“The last big event I can recall was the August Bank Holiday at Southend in 1979, where Skins, Mods, Suedeheads, Punks, Teds etc all seemed to fight with each other. The mob I was with were based around West Ham and were after the Teds and Skins, they looked a disgrace to us…. That night we went to the Paddocks on Canvey Island to watch Secret Affair”. From the4skins.tripod.com
Before changing its name to “SEX” sometime in 1974, Malcolm and Vivienne’s shop at 430 Kings Road Chelsea was called “Let It Rock” (72-73) followed by “Too Fast to Live too Young to Die”(1974). The shop dealt in a range of vintage style clothes, much of it comprising jackets and suits inspired by 1950s Teddy Boys. Long drape jackets, drainpipe trousers and brothel creeper shoes, that were soon to be appropriated by some of the early punks, including the Sex Pistols – quite possibly because Malcolm was supplying the outfits. Punk being punk, the outfits started to be accessorised with safety pins, chains, slogans, studs and badges, and it was this that the Teds really objected to. The Teds saw their long-established carefully groomed, coiffured, sharp and stylish look being picked apart and, in their eyes, somewhat ridiculed by these new youthful whipper snappers. And that it seems, is what started this whole legendary stand-off.
“The Teds were different from the Punks in that there was so many ages – there was the older lot, all the dads, along with younger kids. The Punk thing was very young. It was like going out and fighting old men, kind of ridiculous really”. John Lydon, No Irish, No Blacks, No Dogs, 1993
Apparently goaded by the press, who like nothing more than repetition because it makes the reporting of these things so much easier, Punks and Teds immediately became the media’s new Mods and Rockers. Hence from the summer of 1977, Teds and Punks would roam the Kings Road in Chelsea on a Saturday looking for the opportunity to settle once and for all, this new sticking point in their cross cultural relations. Legend has it that each side were even offered money by the press to get the job done, and so have the photographers and reporters safely back in the pub by lunchtime.
Consequently, the feedback loop of a well publicised skirmish, attracted yet more teenagers, and more violence the following week. Shocking youth behaviour sold newspapers.
“ I mean I know people who were actually offered money by photographers to throw bricks at the Teddy boys, but it was arranged with the Teddy boys too, of course, just for the press”. An anonymous Punk told Peter Everett, in “You’ll Never Be 16 Again” (1986).
On the 4th August 1977 the West London Observer reported under the headline “A Day of Violence” that “Vicious street fighting broke out for the third week-end running in the Kings Road area on Saturday afternoon. The clashes were between rival gangs of Teddy Boys and Punk Rockers…The main trouble erupted when police moved in to try and arrest some of the crowd of over 100 Punks assembled in Sloane Square…the whole road was blocked by fighting…At about 3.30 p.m., the mob moved off, but the fighting went on till early evening”.

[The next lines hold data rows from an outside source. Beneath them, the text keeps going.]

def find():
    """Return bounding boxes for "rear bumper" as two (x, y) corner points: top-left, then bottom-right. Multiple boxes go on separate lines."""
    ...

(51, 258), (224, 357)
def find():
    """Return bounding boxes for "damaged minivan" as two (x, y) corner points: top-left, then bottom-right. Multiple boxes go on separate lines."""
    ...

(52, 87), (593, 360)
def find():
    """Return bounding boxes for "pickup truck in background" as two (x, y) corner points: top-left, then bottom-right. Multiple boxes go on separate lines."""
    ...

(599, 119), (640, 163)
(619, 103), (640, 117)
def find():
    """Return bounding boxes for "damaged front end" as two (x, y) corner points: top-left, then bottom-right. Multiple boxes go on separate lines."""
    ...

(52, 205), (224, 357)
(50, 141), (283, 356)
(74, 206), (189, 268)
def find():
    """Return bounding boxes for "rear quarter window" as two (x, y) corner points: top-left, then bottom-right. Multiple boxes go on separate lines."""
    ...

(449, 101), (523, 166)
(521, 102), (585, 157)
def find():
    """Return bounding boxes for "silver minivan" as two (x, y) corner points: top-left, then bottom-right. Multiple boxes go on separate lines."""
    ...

Talking to Vice magazine in 2015, founder of the Edwardian Teddy Boys website, Nidge recalls “The Punks – that was different,” says Nidge. “We would fight regularly with them. We saw it as an affront. They were appropriating Ted gear and then messing it up. It was basically down to Vivienne Westwood, who had the shop “Let it Rock” and sold drapes that she’d then customise. It could get pretty bloody serious, actually – flick knives and knuckle dusters… all sorts. These days, it’s completely different. I was at a weekender recently and there was some punk guy there and nobody batted an eyelid.”

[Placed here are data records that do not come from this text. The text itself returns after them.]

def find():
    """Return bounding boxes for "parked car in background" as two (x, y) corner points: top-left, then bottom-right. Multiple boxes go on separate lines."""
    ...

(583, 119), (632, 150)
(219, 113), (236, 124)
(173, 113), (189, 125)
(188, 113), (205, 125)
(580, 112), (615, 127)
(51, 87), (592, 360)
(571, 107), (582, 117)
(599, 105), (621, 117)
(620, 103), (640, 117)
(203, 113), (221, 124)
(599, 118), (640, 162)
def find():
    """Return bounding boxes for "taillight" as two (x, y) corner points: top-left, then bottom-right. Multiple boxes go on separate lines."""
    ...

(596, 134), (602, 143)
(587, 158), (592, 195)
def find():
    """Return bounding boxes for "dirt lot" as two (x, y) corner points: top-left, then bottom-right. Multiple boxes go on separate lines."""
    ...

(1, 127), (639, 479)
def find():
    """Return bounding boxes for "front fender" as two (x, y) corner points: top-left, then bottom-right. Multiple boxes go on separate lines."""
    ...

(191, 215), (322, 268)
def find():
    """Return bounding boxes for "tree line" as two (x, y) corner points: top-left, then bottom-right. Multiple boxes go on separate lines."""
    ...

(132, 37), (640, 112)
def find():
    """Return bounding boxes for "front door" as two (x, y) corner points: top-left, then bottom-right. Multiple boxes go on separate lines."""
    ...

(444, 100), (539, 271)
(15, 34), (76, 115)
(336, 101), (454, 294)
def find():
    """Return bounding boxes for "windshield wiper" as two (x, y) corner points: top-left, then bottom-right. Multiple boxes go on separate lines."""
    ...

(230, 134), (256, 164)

It’s also worth remembering that this brand of tribal street fighting was taking place under the backdrop of equally well publicised stand offs between Millwall and Chelsea fans, high youth unemployment, the media’s utter determination that all youth culture should be violent and Punk’s inbuilt attitude to not caring who or what they upset in their pursuit of something new. So maybe, it was only natural to reprise the Mod/Rocker themes and move the Kings Road to the seaside for Bank Holidays. But then again, we’re probably not the best people to ask….all this seems a bit like a boy thing…
One of [few] the nice things about our post-modern era is that this sort of knuckle-dragging music-youth-culture yobbo tribalism has all but evaporated. As the modern Ted in your post cites punks commingling without so much as an eyelash batting, this surely must constitute some sort of progress? These days everyone listens to whatever they like without ridicule or redress; usually cutting as wide a stylistic swath as they’d like. Youth culture uniforms have largely become meaningless as well. This can only be a good thing as tribalism’s corollary was always exclusionism.